Now, some commentators have postulated that Israel wants the US to strike Iran, in order to prevent the Iranians from going nuclear, and possibly giving nukes to Hezbollah. If that doesn't happen, the IDF might do it on its own. Syria, however, sponsors not only Hezbollah but also Hamas, which though leading the Palestinian Authority right now, is a terrorist organization in its own right. Israel should negotiate with Hamas, should pull out of much of the West Bank and should make life easier for the Palestinians, ultimately leading to a Palestinian State. But Syria does not sponsor the charitable part of Hamas, they sponsor the militant part. Syria does not sponsor Hezbollah's political wing, they sponsor it's military branch. So Syria is a huge source of this mess. When they were forced to withdraw their troops from Lebanon, they maintained a presence in the country through intelligence operatives, and of course, through Hezbollah. Indeed, Hezbollah doesn't just "fill the power vacuum" that was caused when Syria withdrew, they simply represent a different force to act out Syria's interests.

Solutions? I don't know. Sometimes I feel that Israel should just withdraw from Sheeba Farms, release the prisoners and be done with it. But I'm not sure that's wise right now. Syria and Iran have to be dealt with. But how? And by who?

A lot of people don't realize how the Zionist project comes in to play here. Israel was birthed on a rejection of messianism, a do it yourself attitude. The model Sabra has disdain for the image (however, fabricated or accurate this is) of the "sheep to the slaughter" Diaspora Jew who fell pray to Hitler. So, he fights himself. He doesn't wait for US or UN intervention that may never come. An Eye for an Eye. He's hit, he hits back. And that's why Israel feels justified, almost invigorated, in responding to this unprovoked aggression by Hezbollah.

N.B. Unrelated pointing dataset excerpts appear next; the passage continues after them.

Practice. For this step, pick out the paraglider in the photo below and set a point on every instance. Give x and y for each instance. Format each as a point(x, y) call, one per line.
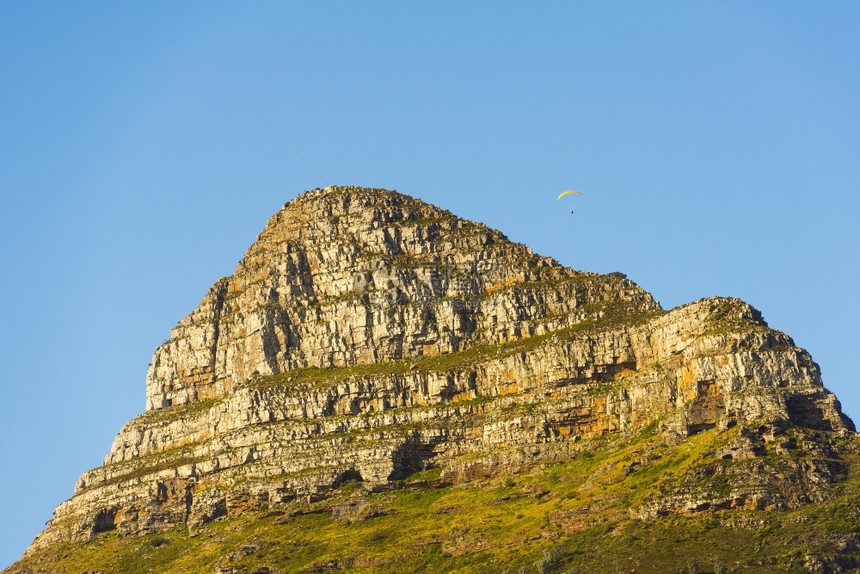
point(568, 192)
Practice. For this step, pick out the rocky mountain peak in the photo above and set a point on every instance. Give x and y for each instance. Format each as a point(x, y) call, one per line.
point(369, 338)
point(345, 276)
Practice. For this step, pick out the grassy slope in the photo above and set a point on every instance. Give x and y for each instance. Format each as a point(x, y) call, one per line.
point(566, 517)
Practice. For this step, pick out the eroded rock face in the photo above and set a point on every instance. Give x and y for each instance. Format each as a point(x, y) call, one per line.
point(367, 335)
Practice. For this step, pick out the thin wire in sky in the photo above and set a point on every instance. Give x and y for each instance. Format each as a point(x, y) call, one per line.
point(547, 168)
point(292, 149)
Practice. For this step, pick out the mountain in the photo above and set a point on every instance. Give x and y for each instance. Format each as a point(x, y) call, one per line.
point(381, 386)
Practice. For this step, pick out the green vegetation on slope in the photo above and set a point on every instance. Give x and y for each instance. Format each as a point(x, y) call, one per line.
point(574, 516)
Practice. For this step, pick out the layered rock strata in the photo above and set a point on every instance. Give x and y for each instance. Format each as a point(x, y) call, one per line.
point(367, 335)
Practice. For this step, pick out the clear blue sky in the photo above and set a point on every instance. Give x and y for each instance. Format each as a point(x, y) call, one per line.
point(135, 171)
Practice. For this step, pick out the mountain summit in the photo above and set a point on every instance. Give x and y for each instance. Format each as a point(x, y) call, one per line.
point(370, 347)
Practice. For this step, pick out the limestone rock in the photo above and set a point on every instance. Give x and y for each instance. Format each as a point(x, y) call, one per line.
point(366, 336)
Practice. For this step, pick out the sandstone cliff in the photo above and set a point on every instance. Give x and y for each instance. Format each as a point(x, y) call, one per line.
point(366, 336)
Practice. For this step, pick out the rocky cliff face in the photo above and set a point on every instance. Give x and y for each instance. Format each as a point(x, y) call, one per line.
point(367, 335)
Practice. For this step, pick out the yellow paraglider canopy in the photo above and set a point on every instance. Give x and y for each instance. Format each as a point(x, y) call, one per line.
point(568, 192)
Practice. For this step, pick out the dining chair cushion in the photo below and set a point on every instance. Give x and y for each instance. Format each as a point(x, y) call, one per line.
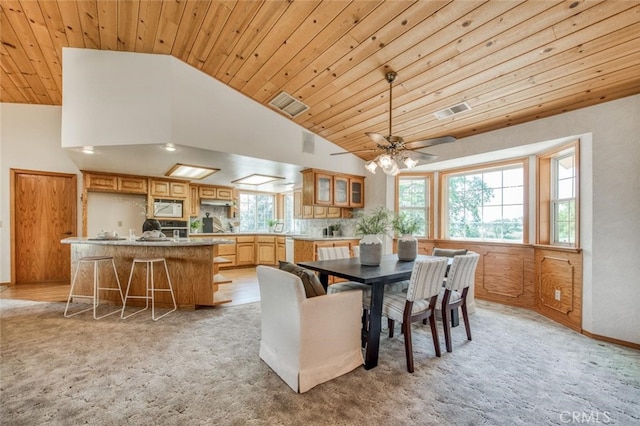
point(311, 283)
point(394, 303)
point(454, 297)
point(448, 252)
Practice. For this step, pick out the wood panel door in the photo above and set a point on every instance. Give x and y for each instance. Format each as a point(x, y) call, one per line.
point(43, 213)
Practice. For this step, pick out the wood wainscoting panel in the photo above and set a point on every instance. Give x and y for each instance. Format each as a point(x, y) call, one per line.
point(559, 270)
point(504, 274)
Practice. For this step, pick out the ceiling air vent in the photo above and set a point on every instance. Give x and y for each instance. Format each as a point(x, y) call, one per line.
point(448, 112)
point(286, 103)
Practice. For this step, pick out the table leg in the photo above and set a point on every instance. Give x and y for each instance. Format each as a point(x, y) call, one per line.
point(324, 280)
point(375, 326)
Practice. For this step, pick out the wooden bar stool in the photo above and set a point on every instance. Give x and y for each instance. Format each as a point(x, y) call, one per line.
point(95, 260)
point(150, 287)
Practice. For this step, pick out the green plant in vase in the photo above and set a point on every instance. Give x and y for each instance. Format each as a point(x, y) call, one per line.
point(371, 224)
point(405, 226)
point(194, 225)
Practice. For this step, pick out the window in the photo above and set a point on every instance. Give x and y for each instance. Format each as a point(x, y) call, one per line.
point(563, 199)
point(414, 194)
point(486, 204)
point(288, 212)
point(557, 196)
point(256, 209)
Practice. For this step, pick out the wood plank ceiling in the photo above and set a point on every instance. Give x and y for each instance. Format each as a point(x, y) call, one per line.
point(511, 61)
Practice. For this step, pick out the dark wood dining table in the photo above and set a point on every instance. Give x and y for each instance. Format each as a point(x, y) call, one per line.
point(390, 270)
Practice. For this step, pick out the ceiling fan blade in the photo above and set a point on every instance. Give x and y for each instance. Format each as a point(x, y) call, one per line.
point(429, 142)
point(354, 152)
point(377, 137)
point(417, 155)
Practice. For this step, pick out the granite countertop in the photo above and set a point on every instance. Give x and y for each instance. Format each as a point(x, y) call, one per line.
point(182, 242)
point(302, 237)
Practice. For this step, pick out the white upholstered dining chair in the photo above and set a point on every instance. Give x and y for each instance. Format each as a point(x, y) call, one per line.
point(307, 341)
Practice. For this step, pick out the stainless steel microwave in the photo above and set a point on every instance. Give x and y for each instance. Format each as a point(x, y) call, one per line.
point(167, 208)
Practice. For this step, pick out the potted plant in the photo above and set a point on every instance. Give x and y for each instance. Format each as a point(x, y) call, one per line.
point(336, 228)
point(405, 226)
point(371, 224)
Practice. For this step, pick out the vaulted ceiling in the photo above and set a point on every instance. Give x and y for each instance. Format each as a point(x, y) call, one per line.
point(511, 61)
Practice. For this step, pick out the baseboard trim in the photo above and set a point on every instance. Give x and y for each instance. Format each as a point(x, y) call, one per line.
point(612, 340)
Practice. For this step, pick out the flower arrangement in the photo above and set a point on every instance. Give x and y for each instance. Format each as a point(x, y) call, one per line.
point(406, 224)
point(374, 222)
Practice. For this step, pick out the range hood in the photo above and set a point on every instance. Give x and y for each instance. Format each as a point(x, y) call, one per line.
point(210, 202)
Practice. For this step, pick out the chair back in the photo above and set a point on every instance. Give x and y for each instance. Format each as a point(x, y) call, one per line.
point(426, 279)
point(332, 253)
point(462, 272)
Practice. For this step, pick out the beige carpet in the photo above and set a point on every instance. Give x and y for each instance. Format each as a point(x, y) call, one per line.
point(202, 368)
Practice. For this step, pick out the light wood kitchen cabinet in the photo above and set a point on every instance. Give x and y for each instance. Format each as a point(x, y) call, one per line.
point(245, 250)
point(297, 204)
point(265, 250)
point(115, 183)
point(341, 191)
point(194, 201)
point(281, 251)
point(168, 188)
point(320, 188)
point(356, 192)
point(317, 188)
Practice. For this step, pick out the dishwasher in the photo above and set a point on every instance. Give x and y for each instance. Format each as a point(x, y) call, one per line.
point(288, 249)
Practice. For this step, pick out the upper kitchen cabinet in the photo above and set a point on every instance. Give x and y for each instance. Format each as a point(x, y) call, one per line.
point(169, 188)
point(215, 193)
point(322, 188)
point(356, 192)
point(341, 191)
point(317, 188)
point(114, 183)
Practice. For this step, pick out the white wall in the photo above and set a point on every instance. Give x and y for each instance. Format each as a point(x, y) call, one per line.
point(107, 102)
point(116, 98)
point(30, 140)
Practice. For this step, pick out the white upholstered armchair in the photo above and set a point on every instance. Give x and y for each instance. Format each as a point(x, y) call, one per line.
point(307, 341)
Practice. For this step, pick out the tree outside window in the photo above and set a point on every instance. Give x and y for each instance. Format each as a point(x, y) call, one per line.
point(486, 204)
point(255, 211)
point(413, 199)
point(563, 202)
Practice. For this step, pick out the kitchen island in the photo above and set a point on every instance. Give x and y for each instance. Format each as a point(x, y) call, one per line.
point(190, 261)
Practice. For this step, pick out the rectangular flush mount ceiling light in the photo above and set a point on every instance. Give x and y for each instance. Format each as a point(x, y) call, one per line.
point(190, 172)
point(256, 179)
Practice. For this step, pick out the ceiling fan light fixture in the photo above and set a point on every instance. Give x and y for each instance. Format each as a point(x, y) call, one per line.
point(371, 166)
point(410, 162)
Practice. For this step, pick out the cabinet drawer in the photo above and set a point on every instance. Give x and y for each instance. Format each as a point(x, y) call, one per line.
point(265, 239)
point(245, 239)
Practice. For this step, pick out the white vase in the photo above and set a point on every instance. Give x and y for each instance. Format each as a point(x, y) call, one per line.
point(370, 250)
point(407, 248)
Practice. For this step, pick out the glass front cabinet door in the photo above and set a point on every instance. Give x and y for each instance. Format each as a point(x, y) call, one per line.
point(356, 192)
point(324, 188)
point(340, 191)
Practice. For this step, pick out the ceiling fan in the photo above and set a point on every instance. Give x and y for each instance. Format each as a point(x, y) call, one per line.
point(397, 154)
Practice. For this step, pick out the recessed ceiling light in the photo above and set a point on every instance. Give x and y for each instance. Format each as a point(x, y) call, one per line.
point(190, 172)
point(256, 179)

So should Israel strike Syria? I wouldn't be opposed to a strike on Syrian military targets at all.

Thursday, July 13, 2006

The worst violence we've seen in a while is going on in Israel right now. Hezbollah has fired rockets from Lebanon that have hit Israeli cities in the north, including Haifa. I briefly lived in Haifa last year. This is very scary. On the one hand, it seems wrong to give in to Hezbollah's demands for prisoner release. On the other hand, Israel may have to take the high road eventually, evacuate from Sheeba Farms and release prisoners too. But it just doesn't seem right in the face of these attacks. Israel no longer occupies Lebanon; the Sheeba farms are technically in Syria, though Syria calls them Lebanese. It's a bit confusing. But the reality is that Israel did not provoke this attack from Hezbollah.

Wednesday, July 05, 2006

So on July 1st, it was Canada Day. Woohoo. This was easily the least celebrated Canada Day I've ever witnessed. Of course, i am in Quebec, and many Quebeckers don't consider themselves Canadian at all. The week before, it was St. Jean Baptiste Day, Quebec's "national" holiday, and there were Quebecois flags everywhere, but no Canadian ones. But Canada Day was even more incredible. That morning, England played Portugal in soccer. I watched in a neighbourhood in the Plateau with a lot of Portuguese people. There were hundreds of Portuguese flags, but no Canadian ones. But that's sort of what I like about Canada. Our nationalism is so weak, that we allow ethnicities to maintain their ethnic pride. I've always felt way more Jewish than Canadian, and that's a good thing,and I'm glad Canada allows me to do that.